MASAKINI.CO – Stadion H Dimurthala (SHD) tampak lenggang. Tanpa sorak-sorai. Hanya ada sekitar 60-an orang di tribun utama. Mereka terdiri Presiden Persiraja, Nazaruddin Dek Gam, official, pemain yang tidak masuk line-up, dan wartawan.
Sementara di lapangan, cuma ada 26 orang. Empat wasit, 22 pemain dari kedua kesebelasan. Lengkap dengan anak gawang di setiap titik. Fotografer di pojok lapangan. Sisanya, pelatih beserta asisten, tenaga medis, kitman, pemain pengganti di masing-masing bench.
Begitu suasana tuan rumah menjamu PSMS Medan dalam lanjutan Liga 2 pekan ke-9, Sabtu (26/10/2024) malam.
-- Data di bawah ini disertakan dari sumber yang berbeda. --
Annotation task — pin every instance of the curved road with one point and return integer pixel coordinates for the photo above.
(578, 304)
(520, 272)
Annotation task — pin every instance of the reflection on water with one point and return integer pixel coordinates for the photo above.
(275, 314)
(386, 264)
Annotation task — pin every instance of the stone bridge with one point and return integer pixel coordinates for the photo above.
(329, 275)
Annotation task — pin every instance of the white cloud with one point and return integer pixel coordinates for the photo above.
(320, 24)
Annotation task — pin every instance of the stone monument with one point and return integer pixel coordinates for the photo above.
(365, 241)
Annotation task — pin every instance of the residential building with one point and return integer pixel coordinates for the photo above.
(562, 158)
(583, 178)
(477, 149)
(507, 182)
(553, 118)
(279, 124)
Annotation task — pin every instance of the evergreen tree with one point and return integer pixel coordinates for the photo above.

Suasana SHD jauh dari kebiasaan, yang terkenal angker bagi lawan. Sebab nyaris pasti, saban kali Persiraja main, penonton membludak.
Malam itu, SHD hidup dalam ‘dua wajah’. Pertama, tanpa penonton. Kedua, kembali dipakai untuk sebuah kompetisi profesional.
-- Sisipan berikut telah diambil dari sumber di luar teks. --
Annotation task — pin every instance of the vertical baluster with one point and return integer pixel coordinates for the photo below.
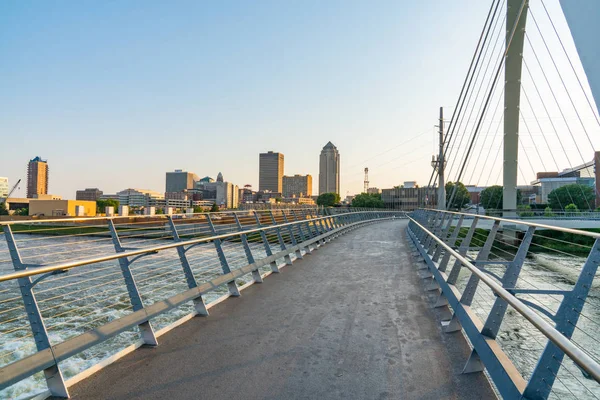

Terakhir kali Persiraja menggunakan SHD dalam konteks liga, itu terjadi dua tahun silam. Saat Persiraja mengalahkan PSKC Cimahi, Sabtu (10/9/2022) sore. Masa peralihan kepemilikan. Dimana Ustaz ‘SBY’ Zulfikar sebagai Presiden Persiraja.
Martunis BA adalah (eks) pemain Persiraja pencetak gol terakhir di SHD. Setelahnya, Liga 2 musim 2022 terhenti. SHD membisu. Dampak tragedi Kanjuruhan. Musim-musim berikutnya, Persiraja hijrah homebase. Menggunakan Stadion Harapan Bangsa (SHB) dan Stadion Langsa.
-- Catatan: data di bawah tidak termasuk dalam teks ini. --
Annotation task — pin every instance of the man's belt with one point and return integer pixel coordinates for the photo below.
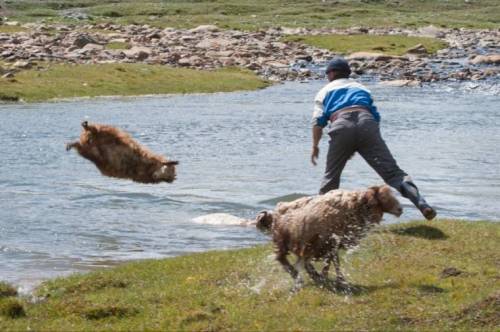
(349, 109)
SHD yang dulu bukanlah yang sekarang. Ia tampil dengan rupa baru. Minimalis dengan aura moderen. SHD telah bersolek ketika menyambut PON Aceh Sumut 2024. Satu-satunya kompetisi di luar Liga 2/1, yang sempat dihelat di SHD dan sesak penonton. Saat tim sepakbola Aceh berlaga di PON 2024, September lalu.
Kenangan Kelam
Pelatih Persiraja, Akhyar Ilyas sepanjang laga tampak fokus memperhatikan setiap aksi anak asuhnya. Sesekali memberikan instruksi dari tepi lapangan.
Tapi sejak kaki beralas Adidas Campus menginjak SHD. Ada perasaan berbeda yang menggelayuti hati dan pikiran Akhyar.
“Terasa beda SHD tanpa penonton. Kita kehilangan atmosfer SHD yang memang bergairah,” katanya.
Namun ia tak bisa menyembunyikan kebahagian yang lain. Melihat wajah baru SHD yang ‘ganteng’. Bahkan menurutnya, jika harus membandingkan. SHD jauh lebih baik dari SHB, terutama kondisi lapangan, apalagi rumputnya.
“Meski SHD tampil dalam wajah baru, tuahnya masih sama. Memang ada tuah dalam sepakbola, tapi malam ini, kerja keras anak-anak terlihat full power,” ujarnya.
Malam itu, pelatih kelahiran 1 Desember 1983 berhasil membawa Persiraja mengunci tiga poin. Menang 2-1 atas PSMS Medan. Ia bersyukur atas poin penuh di kandang. Sebab sebelumnya, di laga terakhir sebelum pindah kandang ke SHD, Persiraja hanya beruntung mengamankan satu poin di SHB melawan PSPS Pekanbaru.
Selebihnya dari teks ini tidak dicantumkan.